The laptop presentation was funded by a $10,000 grant from medical staff at Cincinnati Children’s and a $10,000 grant from the Clare Family Foundation.
"This program is so important because it provides an early route to developing computer literacy, and more importantly, allows students to be independent learners,” says Domenic Termine, a second-year medical student and one of two student co-directors of Med Mentors.
Mikail Siddiki, a second-year medical student is also a co-director of the program.
"My mentee is in seventh grade and he received a laptop last year,” explains Termine. "The ability for him to use Microsoft Word, Powerpoint and other software at home to do school projects is a huge relief, especially when he otherwise may not have had the means to do so.
"He uses an application to improve his typing and there are even games to work on math and spelling,” says Termine. "He is a smart and hard-working student; this laptop has only supplemented his academic growth.
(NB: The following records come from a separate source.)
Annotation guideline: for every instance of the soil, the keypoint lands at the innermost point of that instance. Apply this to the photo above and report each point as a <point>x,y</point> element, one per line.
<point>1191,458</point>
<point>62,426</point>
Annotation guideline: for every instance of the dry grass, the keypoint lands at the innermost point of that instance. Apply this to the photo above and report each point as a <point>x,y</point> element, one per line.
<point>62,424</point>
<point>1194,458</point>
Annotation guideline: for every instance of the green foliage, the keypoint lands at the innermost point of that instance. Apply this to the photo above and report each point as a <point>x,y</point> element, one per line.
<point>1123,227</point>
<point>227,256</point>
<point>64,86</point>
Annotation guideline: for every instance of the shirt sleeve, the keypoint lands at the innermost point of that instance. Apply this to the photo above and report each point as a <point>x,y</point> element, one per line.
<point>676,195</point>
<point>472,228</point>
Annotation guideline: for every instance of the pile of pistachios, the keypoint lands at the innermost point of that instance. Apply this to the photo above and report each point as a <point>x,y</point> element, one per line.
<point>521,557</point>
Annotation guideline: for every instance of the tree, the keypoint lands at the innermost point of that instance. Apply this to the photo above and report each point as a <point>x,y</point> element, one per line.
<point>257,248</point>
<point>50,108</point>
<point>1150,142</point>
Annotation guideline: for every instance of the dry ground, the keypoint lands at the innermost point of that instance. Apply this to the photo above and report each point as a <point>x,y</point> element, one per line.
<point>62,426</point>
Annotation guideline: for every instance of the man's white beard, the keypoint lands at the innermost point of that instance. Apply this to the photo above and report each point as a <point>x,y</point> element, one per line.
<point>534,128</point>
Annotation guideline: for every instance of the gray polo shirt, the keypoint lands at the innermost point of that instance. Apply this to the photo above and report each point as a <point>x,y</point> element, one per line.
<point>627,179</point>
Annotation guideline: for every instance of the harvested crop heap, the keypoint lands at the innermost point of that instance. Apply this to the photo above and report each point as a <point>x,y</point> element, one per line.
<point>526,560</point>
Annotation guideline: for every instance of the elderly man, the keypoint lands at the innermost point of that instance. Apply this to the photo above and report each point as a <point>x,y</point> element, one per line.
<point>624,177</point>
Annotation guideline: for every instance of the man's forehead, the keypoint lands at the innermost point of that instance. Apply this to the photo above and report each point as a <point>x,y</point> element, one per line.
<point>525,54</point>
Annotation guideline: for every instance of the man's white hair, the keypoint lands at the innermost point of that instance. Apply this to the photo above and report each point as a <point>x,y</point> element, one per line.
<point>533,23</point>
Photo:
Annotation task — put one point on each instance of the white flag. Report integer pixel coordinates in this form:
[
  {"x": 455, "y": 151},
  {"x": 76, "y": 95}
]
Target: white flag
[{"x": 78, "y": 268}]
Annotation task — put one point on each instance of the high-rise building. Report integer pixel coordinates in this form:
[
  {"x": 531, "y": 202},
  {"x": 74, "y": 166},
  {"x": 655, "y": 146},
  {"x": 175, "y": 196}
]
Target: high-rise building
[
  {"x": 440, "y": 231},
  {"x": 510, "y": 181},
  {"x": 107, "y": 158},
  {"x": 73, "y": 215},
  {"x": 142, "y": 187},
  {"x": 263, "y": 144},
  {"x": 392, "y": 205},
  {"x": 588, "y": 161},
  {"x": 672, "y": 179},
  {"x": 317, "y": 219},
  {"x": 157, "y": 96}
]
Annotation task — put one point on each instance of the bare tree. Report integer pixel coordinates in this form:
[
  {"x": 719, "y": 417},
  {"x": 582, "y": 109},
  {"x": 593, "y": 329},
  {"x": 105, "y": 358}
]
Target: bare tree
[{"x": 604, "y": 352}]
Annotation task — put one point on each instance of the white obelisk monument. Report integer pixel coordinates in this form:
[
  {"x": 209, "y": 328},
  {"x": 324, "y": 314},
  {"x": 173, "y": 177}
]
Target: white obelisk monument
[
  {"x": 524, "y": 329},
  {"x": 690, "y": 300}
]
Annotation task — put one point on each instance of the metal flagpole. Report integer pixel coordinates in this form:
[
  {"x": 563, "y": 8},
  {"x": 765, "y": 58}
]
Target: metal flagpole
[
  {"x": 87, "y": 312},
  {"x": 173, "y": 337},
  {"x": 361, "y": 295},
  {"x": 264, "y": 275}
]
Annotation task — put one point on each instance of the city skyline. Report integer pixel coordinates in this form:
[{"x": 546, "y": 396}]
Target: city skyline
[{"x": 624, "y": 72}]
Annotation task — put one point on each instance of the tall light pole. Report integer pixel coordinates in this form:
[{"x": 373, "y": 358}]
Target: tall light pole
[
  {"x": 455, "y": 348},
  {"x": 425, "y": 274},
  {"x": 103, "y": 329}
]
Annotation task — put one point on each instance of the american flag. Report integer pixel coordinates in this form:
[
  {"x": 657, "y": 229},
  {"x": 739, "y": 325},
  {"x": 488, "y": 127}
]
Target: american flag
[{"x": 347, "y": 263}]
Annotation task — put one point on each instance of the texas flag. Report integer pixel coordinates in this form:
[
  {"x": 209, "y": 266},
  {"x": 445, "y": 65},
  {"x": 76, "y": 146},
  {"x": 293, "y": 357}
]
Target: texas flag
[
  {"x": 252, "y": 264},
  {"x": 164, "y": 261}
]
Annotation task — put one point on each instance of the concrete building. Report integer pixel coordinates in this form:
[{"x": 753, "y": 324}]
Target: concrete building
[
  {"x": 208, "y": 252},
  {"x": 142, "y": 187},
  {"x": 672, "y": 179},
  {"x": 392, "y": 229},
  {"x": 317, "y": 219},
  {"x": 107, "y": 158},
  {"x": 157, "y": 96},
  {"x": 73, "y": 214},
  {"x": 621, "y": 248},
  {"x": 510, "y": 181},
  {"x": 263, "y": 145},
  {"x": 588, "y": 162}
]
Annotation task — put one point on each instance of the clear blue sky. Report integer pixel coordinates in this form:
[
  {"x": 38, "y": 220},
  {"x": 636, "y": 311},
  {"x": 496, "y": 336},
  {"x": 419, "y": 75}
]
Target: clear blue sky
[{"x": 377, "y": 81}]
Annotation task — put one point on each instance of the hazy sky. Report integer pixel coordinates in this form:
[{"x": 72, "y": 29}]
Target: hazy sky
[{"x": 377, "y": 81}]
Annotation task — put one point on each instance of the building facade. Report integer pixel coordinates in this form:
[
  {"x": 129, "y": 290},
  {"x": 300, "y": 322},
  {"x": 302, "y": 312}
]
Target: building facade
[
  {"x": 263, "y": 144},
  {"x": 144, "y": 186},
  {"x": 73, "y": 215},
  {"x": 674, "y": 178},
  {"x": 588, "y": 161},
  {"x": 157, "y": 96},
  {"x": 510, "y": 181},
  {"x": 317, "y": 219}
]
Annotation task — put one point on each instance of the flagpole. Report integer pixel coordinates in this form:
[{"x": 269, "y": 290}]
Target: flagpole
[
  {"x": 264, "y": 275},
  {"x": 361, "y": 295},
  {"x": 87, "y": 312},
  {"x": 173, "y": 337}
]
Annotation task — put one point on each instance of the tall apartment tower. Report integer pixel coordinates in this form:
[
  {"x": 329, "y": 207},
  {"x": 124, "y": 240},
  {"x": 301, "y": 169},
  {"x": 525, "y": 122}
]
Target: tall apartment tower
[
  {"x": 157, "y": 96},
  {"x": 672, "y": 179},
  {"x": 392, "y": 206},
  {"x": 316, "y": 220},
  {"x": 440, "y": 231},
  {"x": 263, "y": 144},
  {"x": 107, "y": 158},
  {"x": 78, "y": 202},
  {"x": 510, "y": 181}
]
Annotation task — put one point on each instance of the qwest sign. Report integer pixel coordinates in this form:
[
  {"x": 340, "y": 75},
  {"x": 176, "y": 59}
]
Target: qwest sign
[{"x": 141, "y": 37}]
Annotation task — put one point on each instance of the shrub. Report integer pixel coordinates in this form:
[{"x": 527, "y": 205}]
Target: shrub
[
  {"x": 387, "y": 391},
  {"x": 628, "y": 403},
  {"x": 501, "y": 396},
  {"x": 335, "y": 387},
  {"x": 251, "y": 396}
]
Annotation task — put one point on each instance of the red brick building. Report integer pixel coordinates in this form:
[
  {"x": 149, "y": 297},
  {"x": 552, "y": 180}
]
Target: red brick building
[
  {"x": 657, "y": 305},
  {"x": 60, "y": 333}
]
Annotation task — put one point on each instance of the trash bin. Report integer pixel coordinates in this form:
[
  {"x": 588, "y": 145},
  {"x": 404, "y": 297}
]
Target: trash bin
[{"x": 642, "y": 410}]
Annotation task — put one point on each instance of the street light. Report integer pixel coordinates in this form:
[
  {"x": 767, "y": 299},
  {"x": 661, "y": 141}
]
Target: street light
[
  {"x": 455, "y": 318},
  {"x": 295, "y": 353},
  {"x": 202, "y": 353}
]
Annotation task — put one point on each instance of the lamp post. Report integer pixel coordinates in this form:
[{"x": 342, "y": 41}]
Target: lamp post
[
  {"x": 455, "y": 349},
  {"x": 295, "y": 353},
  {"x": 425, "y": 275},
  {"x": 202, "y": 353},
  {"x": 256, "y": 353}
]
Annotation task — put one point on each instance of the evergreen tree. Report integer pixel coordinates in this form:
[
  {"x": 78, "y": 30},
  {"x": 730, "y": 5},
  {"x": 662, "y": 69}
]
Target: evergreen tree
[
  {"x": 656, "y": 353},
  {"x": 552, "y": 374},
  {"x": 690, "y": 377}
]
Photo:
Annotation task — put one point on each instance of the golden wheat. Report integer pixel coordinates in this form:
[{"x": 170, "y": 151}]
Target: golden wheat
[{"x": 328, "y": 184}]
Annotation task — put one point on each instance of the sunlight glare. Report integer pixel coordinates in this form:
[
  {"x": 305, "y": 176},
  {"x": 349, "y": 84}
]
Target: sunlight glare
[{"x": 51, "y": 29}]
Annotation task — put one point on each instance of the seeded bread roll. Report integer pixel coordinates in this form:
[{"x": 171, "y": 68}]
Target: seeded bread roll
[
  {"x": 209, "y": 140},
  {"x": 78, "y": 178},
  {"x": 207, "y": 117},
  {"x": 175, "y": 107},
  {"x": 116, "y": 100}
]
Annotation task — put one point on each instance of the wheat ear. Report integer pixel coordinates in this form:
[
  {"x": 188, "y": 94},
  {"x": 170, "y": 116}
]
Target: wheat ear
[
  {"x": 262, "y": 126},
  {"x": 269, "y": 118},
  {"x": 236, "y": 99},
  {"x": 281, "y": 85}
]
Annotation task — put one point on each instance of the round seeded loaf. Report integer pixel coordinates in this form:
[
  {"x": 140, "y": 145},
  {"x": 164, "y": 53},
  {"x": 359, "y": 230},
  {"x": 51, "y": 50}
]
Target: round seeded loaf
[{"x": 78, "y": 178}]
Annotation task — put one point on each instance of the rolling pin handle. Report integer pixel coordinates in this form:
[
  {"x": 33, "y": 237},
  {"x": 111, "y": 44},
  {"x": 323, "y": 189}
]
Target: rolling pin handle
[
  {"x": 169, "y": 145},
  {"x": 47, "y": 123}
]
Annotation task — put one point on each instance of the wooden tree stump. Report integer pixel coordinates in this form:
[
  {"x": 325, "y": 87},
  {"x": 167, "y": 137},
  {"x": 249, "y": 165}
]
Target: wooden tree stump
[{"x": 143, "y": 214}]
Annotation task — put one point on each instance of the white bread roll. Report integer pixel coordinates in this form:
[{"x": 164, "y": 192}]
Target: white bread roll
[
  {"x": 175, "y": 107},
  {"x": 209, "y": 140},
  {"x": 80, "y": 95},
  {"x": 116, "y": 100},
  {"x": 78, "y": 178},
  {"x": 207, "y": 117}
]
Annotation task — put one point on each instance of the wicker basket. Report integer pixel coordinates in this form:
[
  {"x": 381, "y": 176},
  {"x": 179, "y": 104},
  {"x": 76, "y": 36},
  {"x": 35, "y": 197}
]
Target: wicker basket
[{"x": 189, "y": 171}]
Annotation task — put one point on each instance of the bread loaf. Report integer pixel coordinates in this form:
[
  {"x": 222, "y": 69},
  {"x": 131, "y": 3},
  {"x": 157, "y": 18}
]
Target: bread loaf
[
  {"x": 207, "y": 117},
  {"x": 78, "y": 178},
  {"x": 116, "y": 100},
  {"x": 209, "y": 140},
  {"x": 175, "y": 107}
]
It is difficult to imagine how different a child's education would be growing up without access to a computer and that's why the Med Mentors’ laptop initiative is so important.”
Mentees come from various schools including several near the College of Medicine, such as North Avondale Montessori School, South Avondale School and Rockdale Academy. The mentoring effort at UC targets students in grades three through six, though some students stay with Med Mentors for longer periods, says Cavallo.
Med Mentors has focused on preparing students for academic success, but mentors also have had great success exposing students to cultural activities through visits to the museum, the Cincinnati Zoo and arts functions, says Keith Stringer, MD, faculty advisor for Med Mentors, Cincinnati Children’s Hospital pathologist and assistant professor in the UC College of Medicine’s Department of Pathology and Laboratory Medicine.
"I think this is a good program,” notes Shawnie Williams, whose son Tre'Shawn, a sixth-grader at South Avondale School, received a laptop. "It’s going to be very helpful. He is an intelligent kid and has lots of projects. He didn’t have a laptop and he didn’t have access to a computer. This will help him a lot in his subjects, especially math. It’s going to go a long way and he’s excited and I am excited.”
Tre‛Shawn’s mentor is second-year medical student Michael Arnold.